The 4.5-mile Stone Mountain Loop in Stone Mountain State Park, North Carolina, is a hike of changes. I chose to park at the lower trailhead parking lot because I know the park. Joining the loop at this point is the easiest on my knees. From this point, the mountain of stairs up the side of Stone Mountain is the first mile of the trip. The stairs range from uneven stone steps to wooden stairs. There is also a section of the trail where a cable is available to use as a handrail. This is not a difficult hike, but the terrain does change.

Once you’ve reached the summit there are wonders to explore. There are various places to stop and take in the views (which are fantastic), and much to investigate. Walking on this mountain always makes me think of the moon. At one point, we stopped to enjoy the show as hawks circled above and below us searching for food.

The descent down the other side of the mountain is mostly wooded, a blessing on a hot and humid September day. Because North Carolina has had a very wet summer, mushrooms, lichen, and moss made for a lovely day on the trail.

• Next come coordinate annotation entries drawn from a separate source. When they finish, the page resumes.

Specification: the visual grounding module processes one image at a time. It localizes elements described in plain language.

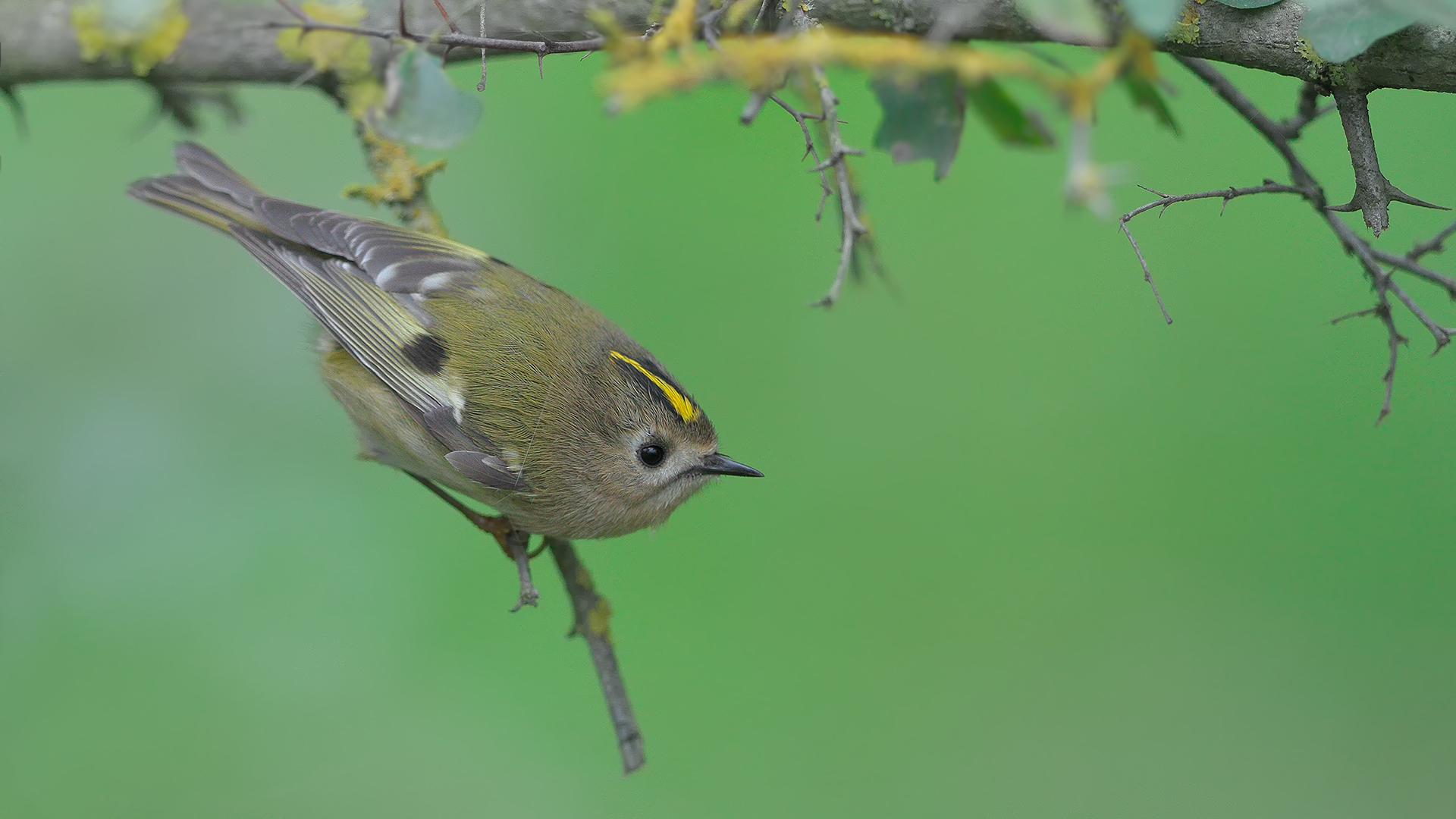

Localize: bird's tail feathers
[127,143,266,233]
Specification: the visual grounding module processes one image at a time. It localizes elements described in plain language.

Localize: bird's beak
[699,452,763,478]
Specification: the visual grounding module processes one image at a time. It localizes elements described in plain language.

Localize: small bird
[128,143,763,547]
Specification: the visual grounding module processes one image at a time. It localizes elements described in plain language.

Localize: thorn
[0,84,30,140]
[435,0,460,33]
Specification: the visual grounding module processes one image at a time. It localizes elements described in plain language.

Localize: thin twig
[1117,180,1303,324]
[1280,83,1335,140]
[435,0,457,33]
[1405,221,1456,261]
[814,65,869,307]
[1174,54,1450,424]
[475,0,489,92]
[1117,215,1174,324]
[505,529,541,613]
[1329,86,1450,236]
[1370,248,1456,300]
[278,0,313,24]
[767,93,834,221]
[546,538,646,774]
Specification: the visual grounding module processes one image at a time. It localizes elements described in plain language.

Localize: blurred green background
[0,57,1456,819]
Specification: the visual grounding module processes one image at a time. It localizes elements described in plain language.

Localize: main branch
[8,0,1456,92]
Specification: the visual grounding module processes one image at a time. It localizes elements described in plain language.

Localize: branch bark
[1329,87,1450,236]
[546,538,646,774]
[8,0,1456,92]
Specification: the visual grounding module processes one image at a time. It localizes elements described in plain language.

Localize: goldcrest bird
[128,143,763,539]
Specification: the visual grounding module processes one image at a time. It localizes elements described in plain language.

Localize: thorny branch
[262,0,606,60]
[546,538,646,774]
[1159,55,1456,422]
[1117,179,1303,324]
[814,68,869,307]
[1329,86,1450,236]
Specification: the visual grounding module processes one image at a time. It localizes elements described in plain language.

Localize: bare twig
[1117,180,1303,324]
[435,0,457,36]
[1174,55,1451,422]
[1119,223,1174,324]
[739,93,834,221]
[475,2,489,92]
[504,528,541,613]
[1280,83,1335,140]
[1370,248,1456,300]
[262,16,607,57]
[814,67,869,307]
[1329,86,1450,236]
[1405,221,1456,261]
[546,538,646,774]
[0,84,30,140]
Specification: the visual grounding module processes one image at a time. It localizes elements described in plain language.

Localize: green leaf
[1122,0,1188,38]
[1016,0,1106,44]
[1299,0,1420,63]
[1122,74,1182,134]
[965,80,1054,147]
[869,71,965,182]
[369,46,481,149]
[1219,0,1279,9]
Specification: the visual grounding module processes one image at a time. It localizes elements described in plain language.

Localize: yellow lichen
[592,0,1156,117]
[1294,38,1345,86]
[277,0,373,82]
[344,124,447,236]
[1168,0,1203,46]
[71,0,188,77]
[587,588,611,642]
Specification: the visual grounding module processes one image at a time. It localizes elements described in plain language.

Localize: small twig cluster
[1119,55,1456,422]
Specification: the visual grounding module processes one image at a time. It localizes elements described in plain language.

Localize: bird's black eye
[638,443,667,466]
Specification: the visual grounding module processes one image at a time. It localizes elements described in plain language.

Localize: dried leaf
[1299,0,1420,63]
[369,46,481,149]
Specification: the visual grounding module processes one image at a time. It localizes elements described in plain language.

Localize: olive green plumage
[130,143,758,538]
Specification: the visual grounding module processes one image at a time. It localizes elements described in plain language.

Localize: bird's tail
[127,143,271,234]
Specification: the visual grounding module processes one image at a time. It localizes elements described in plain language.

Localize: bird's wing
[230,224,530,491]
[130,143,530,491]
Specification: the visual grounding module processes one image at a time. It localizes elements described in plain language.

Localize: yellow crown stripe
[611,350,699,421]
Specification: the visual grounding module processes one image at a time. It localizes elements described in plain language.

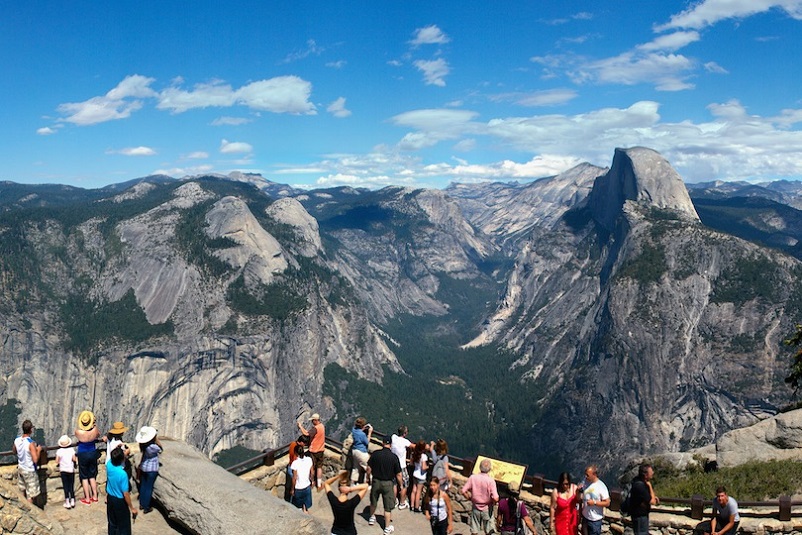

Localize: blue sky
[0,0,802,188]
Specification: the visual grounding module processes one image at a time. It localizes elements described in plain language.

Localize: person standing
[323,470,368,535]
[368,436,401,534]
[496,481,536,535]
[298,413,326,489]
[710,486,741,535]
[582,464,610,535]
[629,463,659,535]
[106,448,137,535]
[135,425,163,515]
[423,476,454,535]
[56,435,78,509]
[12,420,42,503]
[549,472,579,535]
[461,459,498,535]
[290,444,315,513]
[351,416,373,483]
[390,425,412,509]
[75,411,100,505]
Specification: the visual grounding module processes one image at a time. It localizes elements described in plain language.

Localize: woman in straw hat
[56,435,78,509]
[75,411,100,505]
[136,425,162,514]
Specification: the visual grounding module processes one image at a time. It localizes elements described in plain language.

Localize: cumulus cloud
[220,139,253,154]
[106,146,156,156]
[58,74,156,126]
[156,76,316,115]
[413,58,451,87]
[636,31,701,52]
[409,24,451,47]
[326,97,351,119]
[655,0,802,32]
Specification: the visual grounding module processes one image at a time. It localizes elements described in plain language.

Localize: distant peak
[590,147,699,230]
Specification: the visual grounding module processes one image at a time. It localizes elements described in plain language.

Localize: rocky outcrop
[153,440,324,535]
[588,147,699,230]
[716,409,802,466]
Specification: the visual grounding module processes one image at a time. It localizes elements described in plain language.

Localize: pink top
[462,474,498,511]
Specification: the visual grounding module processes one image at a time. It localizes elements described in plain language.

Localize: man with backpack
[628,463,659,535]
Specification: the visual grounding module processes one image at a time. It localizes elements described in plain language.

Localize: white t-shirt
[582,479,610,522]
[56,447,75,474]
[390,435,412,470]
[290,456,313,489]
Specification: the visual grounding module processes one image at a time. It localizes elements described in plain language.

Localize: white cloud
[156,76,315,115]
[58,74,156,126]
[568,51,696,91]
[282,39,325,63]
[490,89,578,107]
[220,139,253,154]
[106,146,156,156]
[635,32,701,52]
[326,97,351,119]
[210,115,253,126]
[409,24,451,47]
[414,58,451,87]
[655,0,802,32]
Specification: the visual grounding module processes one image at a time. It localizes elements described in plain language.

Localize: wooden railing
[0,430,802,522]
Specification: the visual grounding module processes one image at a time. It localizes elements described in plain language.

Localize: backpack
[340,433,354,470]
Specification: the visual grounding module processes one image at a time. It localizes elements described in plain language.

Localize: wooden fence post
[780,496,791,522]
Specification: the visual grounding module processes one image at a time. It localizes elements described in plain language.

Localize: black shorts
[78,450,100,481]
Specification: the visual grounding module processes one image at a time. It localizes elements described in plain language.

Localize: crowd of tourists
[287,414,740,535]
[12,410,162,535]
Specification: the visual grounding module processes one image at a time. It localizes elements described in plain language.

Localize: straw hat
[136,425,156,444]
[78,411,95,431]
[109,422,129,435]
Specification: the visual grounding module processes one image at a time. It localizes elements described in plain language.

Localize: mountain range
[0,147,802,472]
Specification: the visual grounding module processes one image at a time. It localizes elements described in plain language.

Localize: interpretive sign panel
[471,455,527,485]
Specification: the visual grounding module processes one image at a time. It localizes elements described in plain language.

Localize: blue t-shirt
[106,460,130,498]
[351,427,369,453]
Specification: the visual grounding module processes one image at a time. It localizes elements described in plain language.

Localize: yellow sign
[471,455,527,485]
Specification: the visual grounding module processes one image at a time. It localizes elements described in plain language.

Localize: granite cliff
[0,148,802,474]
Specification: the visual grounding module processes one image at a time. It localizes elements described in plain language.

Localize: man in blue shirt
[106,447,137,535]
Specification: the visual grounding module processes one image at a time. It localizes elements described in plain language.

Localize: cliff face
[460,149,800,465]
[0,148,802,472]
[0,181,400,453]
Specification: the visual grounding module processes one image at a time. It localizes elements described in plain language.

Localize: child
[56,435,78,509]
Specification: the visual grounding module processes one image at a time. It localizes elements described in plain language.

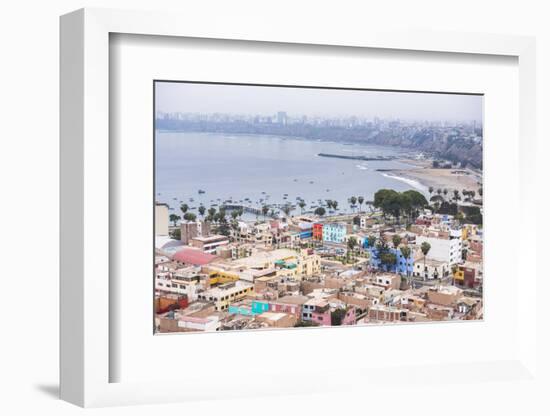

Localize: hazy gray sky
[156,82,483,122]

As the trail approaches Stone Mountain Falls, a new set of stairs (wooden with handrails) come into view. These stairs are the reason I walk the trail from the lower trailhead clockwise. There are a large number of stairs. The steps parallel the falls and provides breathtaking views. My knees don’t care. At the bottom you can sit in the cool mist and watch the water cascade over the stone. It is also when I give thanks that I don’t have to climb the stairs back up to the waterfall parking lot.

Leaving the falls, you take the left fork and walk beside the creek for a while. There’s a bit of up and down and a few areas where stairs once again appear on the trail, but nothing strenuous. Bridges have been placed over most of the creek crossings, but you can walk through the creek if you so desire. Once you pass the Hutchinson Homestead, reenter the woods for the last leg of the journey to return to the lower trailhead parking lot.

[Note: Through a technology fail of epic proportions, I lost over 90% of my digital photos. Three backups failed at the same time. This was a pic of Stone Mountain taken with my phone.]